On Jan. 28 1986, the Challenger space shuttle plummeted into the ocean while children around the nation watched in their classrooms. Thirty years later, fiery images of the Challenger disaster remain poignant today.

The shocking crash was the result of rushed timetables and hubris. Even though NASA engineers urged the organization to postpone the launch due to faulty rubber seals, six astronauts and a social studies teacher were strapped into the spacecraft anyway. The Challenger exploded 73 seconds after lift off, and once it ran out of momentum, it nose-dived into the water.

Later investigations of the crash suggest that most of the crew was alive and conscious during the entire ordeal.

A special wreath-laying ceremony took place at Arlington National Cemetery, the home of the Challenger Memorial, to remember the seven lives lost during this historic tragedy.

“We are not – not – going to let their dreams and their efforts go in vain. We will keep pressing forward,” NASA Administrator Charles Bolden told the ceremony attendees.

Bob Cabana also spoke at the Kennedy Space Center of the hard lessons the Challenger disaster taught both NASA and America.

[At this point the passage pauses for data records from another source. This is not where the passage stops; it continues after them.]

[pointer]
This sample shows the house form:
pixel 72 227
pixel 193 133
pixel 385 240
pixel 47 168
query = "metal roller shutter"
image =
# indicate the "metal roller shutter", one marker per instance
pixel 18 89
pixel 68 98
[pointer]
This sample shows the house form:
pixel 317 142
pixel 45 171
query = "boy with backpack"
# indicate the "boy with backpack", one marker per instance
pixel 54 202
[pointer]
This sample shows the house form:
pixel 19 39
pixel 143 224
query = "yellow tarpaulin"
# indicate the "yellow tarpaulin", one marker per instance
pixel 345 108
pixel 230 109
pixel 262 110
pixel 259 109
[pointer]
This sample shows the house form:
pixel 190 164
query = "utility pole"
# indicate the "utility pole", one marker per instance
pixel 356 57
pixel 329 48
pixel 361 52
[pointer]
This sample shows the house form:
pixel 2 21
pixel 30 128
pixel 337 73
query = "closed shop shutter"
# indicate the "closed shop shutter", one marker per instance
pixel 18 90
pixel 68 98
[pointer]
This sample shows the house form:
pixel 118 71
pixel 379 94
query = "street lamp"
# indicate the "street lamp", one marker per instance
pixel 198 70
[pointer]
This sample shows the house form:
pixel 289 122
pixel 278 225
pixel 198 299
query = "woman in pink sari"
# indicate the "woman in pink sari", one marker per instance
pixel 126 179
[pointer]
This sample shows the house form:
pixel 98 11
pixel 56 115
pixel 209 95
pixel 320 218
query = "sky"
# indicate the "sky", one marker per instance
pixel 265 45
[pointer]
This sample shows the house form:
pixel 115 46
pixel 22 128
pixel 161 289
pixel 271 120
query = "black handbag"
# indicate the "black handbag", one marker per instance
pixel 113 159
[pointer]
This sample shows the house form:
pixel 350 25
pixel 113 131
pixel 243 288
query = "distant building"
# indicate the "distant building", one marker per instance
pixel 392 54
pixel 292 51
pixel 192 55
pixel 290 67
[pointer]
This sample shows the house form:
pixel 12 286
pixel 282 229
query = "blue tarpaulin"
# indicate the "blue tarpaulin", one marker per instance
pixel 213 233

“We learned many lessons from the loss of Challenger,” Cabana said. “The vehicle that returned to flight two and a half years later may have looked the same, but it had hundreds of changes, making it safer and more reliable. This is even more critical today as we embark on a new era of human spaceflight developing commercial vehicles that will take us to the International Space Station and the Orion spacecraft that will, one day, take us to Mars.”